Marine Vacth | The Fantasy Arrived via Horse Drawn Futurists

by Flaunt Editorial Staff

Marine Vacth | images by by Kayee Kiu | Fashion Credits: MAX MARA coat and BURBERRY turtleneck

Marine Vacth | images by by Kayee Kiu | Fashion Credits: MAX MARA coat and BURBERRY turtleneck


Marine Vacth is looking out over an expansive view of Manhattan with an air of quiet confidence. Fresh off the plane from Paris but showing no signs of jet-lag, her intriguing beauty proves to be as evident in person as it is on screen. With her roots in modeling—her most recent work being Chanel’s Cruise Season 2017-18 campaign—Vacth is adept at leveraging her natural grace, but always with an compelling complication.

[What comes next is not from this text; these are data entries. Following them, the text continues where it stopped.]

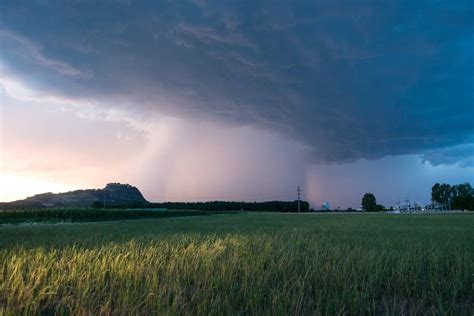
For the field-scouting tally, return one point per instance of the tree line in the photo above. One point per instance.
(459, 197)
(269, 206)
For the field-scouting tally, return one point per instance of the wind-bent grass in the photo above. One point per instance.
(242, 264)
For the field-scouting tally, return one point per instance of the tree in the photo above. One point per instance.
(369, 203)
(441, 193)
(462, 197)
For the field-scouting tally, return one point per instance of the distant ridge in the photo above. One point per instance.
(114, 194)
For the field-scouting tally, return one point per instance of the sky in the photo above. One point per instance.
(237, 100)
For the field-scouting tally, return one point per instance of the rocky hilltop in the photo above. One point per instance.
(114, 194)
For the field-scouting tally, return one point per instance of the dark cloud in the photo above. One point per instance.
(351, 80)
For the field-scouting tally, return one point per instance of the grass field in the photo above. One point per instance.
(58, 215)
(242, 264)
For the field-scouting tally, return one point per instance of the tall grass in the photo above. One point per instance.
(356, 265)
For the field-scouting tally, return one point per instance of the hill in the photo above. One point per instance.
(114, 194)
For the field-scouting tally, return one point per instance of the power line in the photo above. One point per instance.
(299, 198)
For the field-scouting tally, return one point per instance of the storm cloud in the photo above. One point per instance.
(350, 80)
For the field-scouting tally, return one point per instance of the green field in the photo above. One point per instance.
(242, 264)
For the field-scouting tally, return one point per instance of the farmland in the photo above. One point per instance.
(241, 264)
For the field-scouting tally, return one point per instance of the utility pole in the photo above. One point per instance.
(299, 198)
(105, 191)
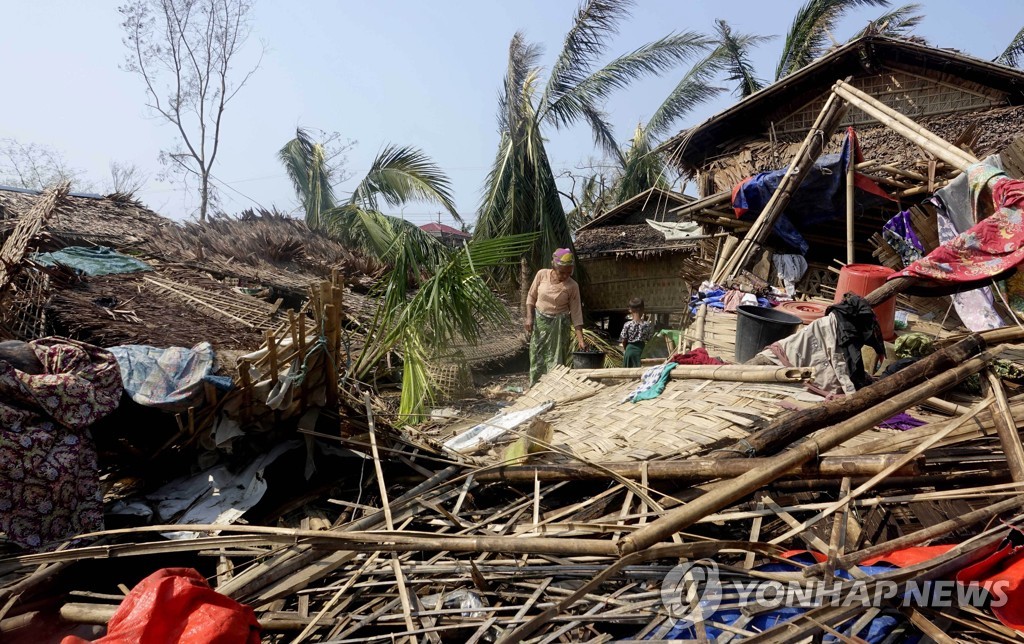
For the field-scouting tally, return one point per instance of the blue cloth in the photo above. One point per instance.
(652, 383)
(168, 379)
(92, 261)
(821, 197)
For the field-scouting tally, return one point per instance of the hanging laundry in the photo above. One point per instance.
(790, 268)
(898, 233)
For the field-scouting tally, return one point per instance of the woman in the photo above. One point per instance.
(553, 302)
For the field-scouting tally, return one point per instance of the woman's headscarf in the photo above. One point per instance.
(562, 257)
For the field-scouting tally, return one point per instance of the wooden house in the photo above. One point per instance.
(972, 102)
(625, 256)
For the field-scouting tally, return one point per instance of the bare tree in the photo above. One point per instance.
(127, 178)
(183, 50)
(35, 166)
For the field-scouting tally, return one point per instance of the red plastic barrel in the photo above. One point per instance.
(806, 311)
(862, 278)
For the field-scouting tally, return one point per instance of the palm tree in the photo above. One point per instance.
(896, 24)
(733, 50)
(520, 194)
(1012, 54)
(811, 31)
(642, 166)
(451, 302)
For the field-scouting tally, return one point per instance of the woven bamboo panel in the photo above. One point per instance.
(612, 282)
(719, 334)
(687, 417)
(560, 384)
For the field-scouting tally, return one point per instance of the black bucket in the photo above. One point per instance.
(588, 359)
(758, 327)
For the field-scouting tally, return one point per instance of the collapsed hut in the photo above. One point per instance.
(714, 502)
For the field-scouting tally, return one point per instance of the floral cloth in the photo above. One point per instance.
(49, 484)
(992, 246)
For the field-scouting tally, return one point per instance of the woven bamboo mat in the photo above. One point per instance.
(560, 385)
(687, 417)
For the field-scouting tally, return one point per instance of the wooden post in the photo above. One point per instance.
(1003, 418)
(904, 126)
(696, 469)
(850, 180)
(802, 163)
(682, 517)
(787, 428)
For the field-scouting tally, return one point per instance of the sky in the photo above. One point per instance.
(403, 72)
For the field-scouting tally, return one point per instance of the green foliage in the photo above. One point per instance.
(811, 31)
(733, 49)
(305, 162)
(1012, 54)
(520, 194)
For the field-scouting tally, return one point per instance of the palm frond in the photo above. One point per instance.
(811, 31)
(694, 88)
(896, 24)
(522, 71)
(650, 59)
(400, 174)
(305, 163)
(734, 50)
(1012, 54)
(596, 22)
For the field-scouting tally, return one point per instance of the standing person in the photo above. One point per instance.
(553, 302)
(636, 333)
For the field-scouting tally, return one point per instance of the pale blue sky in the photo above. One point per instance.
(423, 74)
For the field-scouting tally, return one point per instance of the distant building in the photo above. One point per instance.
(448, 234)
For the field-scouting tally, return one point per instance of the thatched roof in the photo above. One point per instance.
(993, 130)
(629, 239)
(756, 116)
(112, 220)
(651, 204)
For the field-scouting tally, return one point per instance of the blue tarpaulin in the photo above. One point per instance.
(92, 261)
(819, 199)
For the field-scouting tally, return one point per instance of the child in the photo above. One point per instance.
(635, 334)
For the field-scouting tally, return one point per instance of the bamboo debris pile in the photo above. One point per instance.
(592, 519)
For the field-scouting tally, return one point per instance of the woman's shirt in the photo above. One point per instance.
(635, 332)
(555, 298)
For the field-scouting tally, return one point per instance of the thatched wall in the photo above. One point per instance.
(995, 129)
(612, 281)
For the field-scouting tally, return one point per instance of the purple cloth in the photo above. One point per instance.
(901, 422)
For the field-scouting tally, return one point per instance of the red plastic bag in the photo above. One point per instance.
(177, 605)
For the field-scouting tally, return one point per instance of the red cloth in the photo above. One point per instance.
(696, 356)
(992, 246)
(177, 605)
(1001, 572)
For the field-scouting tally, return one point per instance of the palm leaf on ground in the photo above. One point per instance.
(811, 31)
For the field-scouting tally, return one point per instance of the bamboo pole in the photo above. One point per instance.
(850, 180)
(730, 373)
(802, 163)
(1003, 418)
(787, 428)
(922, 535)
(904, 126)
(695, 469)
(713, 501)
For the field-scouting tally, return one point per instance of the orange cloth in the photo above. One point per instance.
(555, 298)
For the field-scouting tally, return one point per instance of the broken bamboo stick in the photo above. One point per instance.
(713, 501)
(798, 169)
(731, 373)
(904, 126)
(785, 429)
(694, 469)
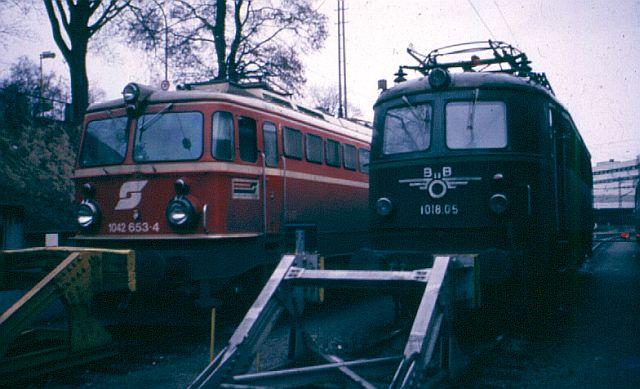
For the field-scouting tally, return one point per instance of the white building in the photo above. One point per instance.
(614, 184)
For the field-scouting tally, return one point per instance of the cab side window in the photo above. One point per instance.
(270, 139)
(248, 139)
(222, 138)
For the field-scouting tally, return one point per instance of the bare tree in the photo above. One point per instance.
(232, 39)
(73, 24)
(327, 99)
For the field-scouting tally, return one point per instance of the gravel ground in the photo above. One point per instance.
(172, 357)
(597, 345)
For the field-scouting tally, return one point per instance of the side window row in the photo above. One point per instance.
(327, 151)
(223, 144)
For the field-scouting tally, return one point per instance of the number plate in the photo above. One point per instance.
(133, 228)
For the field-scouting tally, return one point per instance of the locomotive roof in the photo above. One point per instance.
(464, 80)
(253, 98)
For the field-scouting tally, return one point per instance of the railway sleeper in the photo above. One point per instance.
(71, 276)
(430, 354)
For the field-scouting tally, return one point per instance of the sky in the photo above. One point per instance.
(590, 51)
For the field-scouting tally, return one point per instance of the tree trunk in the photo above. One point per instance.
(219, 38)
(79, 86)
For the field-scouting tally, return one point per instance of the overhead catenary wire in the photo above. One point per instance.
(481, 19)
(515, 40)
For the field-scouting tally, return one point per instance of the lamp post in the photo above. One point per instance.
(43, 55)
(165, 83)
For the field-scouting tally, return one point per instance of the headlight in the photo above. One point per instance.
(88, 216)
(384, 206)
(181, 213)
(498, 203)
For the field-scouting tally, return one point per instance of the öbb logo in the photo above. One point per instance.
(130, 195)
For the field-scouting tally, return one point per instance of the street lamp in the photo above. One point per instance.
(43, 55)
(165, 83)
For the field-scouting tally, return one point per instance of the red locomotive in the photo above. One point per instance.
(206, 183)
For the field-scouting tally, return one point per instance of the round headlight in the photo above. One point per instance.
(88, 215)
(498, 203)
(384, 206)
(180, 213)
(439, 78)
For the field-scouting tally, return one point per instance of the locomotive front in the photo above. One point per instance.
(468, 162)
(145, 181)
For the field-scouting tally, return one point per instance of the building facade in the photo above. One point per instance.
(614, 184)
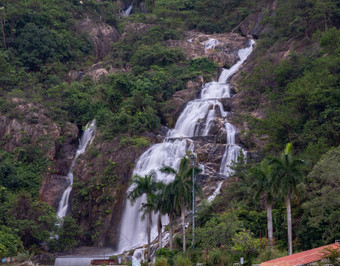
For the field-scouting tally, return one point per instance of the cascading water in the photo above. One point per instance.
(87, 136)
(171, 151)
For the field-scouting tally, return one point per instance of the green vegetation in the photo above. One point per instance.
(298, 93)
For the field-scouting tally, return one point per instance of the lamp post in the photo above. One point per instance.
(193, 158)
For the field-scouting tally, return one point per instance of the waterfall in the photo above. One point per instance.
(86, 137)
(127, 11)
(198, 112)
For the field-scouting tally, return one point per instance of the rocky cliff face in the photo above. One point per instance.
(101, 35)
(102, 176)
(29, 123)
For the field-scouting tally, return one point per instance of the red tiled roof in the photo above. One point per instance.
(301, 258)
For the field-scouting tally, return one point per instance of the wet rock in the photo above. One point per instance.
(57, 142)
(103, 208)
(101, 35)
(175, 105)
(254, 25)
(224, 53)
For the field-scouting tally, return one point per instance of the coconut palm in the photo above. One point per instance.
(287, 175)
(263, 186)
(182, 188)
(160, 207)
(170, 209)
(149, 186)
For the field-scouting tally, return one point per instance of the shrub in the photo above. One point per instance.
(182, 261)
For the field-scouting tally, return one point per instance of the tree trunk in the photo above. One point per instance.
(2, 21)
(159, 226)
(289, 225)
(270, 226)
(171, 231)
(183, 224)
(148, 228)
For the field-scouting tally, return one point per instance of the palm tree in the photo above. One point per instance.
(149, 186)
(182, 188)
(170, 209)
(264, 191)
(287, 175)
(160, 207)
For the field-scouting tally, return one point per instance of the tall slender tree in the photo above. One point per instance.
(145, 185)
(263, 185)
(182, 188)
(287, 174)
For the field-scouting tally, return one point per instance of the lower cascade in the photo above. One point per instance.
(86, 137)
(198, 112)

She is poised and charming, fashionable in a way that is subtly underpinned with a playful androgyny, and she easily slips between French and English as she recalls her latest performance in L’Amant Double (Double Lover), which has received wide acclaim. But, she tells me, the common fantasy of becoming an actress wasn’t initially one she subscribed to. “At first when I was modeling, I didn’t want to act. Then came Young & Beautiful with François Ozon. It was during that project that I realized I wanted to continue and go further.”

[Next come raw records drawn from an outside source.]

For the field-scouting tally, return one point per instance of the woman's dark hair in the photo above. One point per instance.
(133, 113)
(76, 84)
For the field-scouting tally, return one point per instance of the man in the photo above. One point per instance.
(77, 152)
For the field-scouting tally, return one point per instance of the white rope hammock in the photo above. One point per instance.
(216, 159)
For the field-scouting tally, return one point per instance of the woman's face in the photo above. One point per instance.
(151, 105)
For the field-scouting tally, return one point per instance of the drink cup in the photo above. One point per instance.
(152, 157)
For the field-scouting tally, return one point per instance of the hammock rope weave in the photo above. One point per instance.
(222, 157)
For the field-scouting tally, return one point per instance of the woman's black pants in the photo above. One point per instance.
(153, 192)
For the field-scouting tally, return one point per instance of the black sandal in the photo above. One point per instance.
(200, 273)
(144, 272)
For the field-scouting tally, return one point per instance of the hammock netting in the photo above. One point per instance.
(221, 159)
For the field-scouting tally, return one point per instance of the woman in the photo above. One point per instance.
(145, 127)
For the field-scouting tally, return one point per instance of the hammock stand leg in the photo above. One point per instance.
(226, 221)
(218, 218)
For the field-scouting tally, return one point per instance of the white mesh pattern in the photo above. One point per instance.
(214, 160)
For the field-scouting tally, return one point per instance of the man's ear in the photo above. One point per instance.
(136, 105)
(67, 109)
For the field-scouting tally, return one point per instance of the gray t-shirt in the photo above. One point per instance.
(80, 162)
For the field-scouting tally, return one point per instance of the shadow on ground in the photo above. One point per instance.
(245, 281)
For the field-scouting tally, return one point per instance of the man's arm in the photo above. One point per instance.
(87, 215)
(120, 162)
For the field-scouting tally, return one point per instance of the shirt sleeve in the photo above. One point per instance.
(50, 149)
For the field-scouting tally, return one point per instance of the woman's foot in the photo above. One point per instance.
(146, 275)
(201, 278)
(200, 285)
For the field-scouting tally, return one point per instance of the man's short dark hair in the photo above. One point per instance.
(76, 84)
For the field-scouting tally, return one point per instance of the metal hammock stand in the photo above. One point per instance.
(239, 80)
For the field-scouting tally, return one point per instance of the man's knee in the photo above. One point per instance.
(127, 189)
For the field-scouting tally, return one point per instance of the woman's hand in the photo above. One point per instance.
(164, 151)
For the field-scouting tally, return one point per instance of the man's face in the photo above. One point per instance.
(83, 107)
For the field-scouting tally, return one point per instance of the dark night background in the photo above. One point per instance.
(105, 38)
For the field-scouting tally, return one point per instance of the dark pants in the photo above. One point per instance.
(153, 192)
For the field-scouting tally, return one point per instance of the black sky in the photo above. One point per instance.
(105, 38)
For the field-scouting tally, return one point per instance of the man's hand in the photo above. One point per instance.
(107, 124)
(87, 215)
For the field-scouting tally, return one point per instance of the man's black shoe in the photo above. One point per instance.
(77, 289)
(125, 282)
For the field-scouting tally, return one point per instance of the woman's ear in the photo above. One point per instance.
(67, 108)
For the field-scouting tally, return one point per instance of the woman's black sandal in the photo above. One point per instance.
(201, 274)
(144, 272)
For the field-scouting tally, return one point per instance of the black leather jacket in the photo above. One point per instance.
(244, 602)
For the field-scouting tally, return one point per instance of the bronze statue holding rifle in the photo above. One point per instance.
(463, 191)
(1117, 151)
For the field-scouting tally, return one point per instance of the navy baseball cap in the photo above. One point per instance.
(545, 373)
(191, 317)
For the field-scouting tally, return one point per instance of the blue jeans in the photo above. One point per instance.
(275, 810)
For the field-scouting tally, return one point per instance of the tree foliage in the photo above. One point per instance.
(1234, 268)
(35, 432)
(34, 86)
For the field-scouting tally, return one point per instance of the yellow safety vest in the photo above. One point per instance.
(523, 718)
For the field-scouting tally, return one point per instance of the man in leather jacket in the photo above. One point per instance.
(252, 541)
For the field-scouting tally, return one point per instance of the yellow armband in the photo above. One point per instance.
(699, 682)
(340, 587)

Young & Beautiful, where she plays the role of an apathetic teen courtesan who explores her life as a call girl in the depths of hotel-room trysts, put Vacth on the scene as an enterprising ingénue in the French vein of Brigitte Bardot or Romy Schneider, but with a twist—no longer a passive receptacle of the male gaze, Vacth’s character displays great power in her sexuality, and a distinctive kind of vulnerability that strongly resonates with young women facing the confusion of a world wrapped in false pretense. Her role in Double Lover revisits these themes:

“I think this movie was true to my previous film as Isabelle [Young & Beautiful]. It was a slight reference and sort of wink at that character,” she reveals. Produced by François Ozon, Double Lover is a psychosexual thriller that features Vacth as Chloé—an emotionally vulnerable woman who begins dating her psychoanalyst while becoming involved with his “double,” who claims to be his twin, and soon finding herself ensnared in a world of manipulation, lies, and dark secrets. The film opens with a haircut—one in which Chloé’s long brunette bangs are clipped into a short pixie cut. Regarding the peculiar opening scene, Vacth states, “François wasn’t sure if he was going to put it in the film or not because we did it as a test...I think it was a powerful image [that viewers needed] to understand the character.”

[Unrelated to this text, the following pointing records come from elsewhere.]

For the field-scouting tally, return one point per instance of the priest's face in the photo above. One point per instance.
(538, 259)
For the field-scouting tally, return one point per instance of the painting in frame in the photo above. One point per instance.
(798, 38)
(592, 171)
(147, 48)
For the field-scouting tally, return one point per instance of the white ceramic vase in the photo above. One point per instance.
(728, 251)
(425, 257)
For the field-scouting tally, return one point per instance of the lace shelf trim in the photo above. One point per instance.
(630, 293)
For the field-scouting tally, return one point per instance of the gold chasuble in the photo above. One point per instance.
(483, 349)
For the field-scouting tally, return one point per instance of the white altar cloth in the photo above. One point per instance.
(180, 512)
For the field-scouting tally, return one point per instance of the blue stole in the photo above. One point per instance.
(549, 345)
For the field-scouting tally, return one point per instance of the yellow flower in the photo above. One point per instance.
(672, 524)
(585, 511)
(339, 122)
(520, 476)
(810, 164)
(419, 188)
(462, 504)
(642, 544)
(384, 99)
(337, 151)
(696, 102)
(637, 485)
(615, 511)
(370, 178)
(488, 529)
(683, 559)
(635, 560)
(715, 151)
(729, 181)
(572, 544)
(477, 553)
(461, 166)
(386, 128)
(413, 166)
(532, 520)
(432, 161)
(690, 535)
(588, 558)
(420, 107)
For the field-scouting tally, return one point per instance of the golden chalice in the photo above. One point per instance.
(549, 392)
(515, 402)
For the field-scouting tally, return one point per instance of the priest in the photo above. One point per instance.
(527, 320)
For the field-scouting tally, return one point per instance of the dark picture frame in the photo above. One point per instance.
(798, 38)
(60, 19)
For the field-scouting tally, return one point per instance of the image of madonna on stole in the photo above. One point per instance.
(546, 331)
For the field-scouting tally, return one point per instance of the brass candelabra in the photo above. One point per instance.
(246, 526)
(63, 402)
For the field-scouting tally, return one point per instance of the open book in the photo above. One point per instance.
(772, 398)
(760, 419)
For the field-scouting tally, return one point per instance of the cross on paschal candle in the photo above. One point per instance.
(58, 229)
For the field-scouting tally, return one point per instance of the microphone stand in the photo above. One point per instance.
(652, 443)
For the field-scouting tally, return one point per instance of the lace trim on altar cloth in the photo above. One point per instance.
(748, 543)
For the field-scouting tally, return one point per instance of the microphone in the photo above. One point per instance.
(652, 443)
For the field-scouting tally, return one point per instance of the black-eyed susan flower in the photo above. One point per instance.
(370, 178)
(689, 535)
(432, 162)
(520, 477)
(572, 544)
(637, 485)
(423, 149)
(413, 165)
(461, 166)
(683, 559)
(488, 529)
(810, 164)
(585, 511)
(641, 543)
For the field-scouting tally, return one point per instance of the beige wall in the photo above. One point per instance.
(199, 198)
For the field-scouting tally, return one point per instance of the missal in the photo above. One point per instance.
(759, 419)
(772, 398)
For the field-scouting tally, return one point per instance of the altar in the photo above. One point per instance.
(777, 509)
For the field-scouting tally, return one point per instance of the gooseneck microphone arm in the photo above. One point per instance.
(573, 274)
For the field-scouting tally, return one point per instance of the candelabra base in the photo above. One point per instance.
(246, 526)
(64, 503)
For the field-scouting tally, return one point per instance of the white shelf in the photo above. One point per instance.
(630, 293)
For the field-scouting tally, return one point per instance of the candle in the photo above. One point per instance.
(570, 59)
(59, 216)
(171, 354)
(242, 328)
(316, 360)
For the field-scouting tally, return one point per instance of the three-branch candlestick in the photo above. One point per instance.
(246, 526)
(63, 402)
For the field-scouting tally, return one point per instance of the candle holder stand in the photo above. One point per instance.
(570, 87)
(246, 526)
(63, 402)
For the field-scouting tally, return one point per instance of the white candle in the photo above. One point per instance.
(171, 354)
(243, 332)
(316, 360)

Throughout the film, Ozon flirts with the idea of duality in a variety of manifestations: our inner and outer selves, our often convoluted motivations, the entanglements of fantasy and reality. We are often left wondering what is real and what is imagination. Many of these themes extend into the topic of private versus public life and the complex nature of personality. It’s an idea that clearly resonates with Vacth: “We are all doubles, I think. We don’t show everything to the people we meet,” she tells me. With her latest role, she hopes to provoke audiences into taking an active approach to their viewing experience. “Whether they like the film or not, when they leave, I would like them to generate questions in their minds and to just think about it.”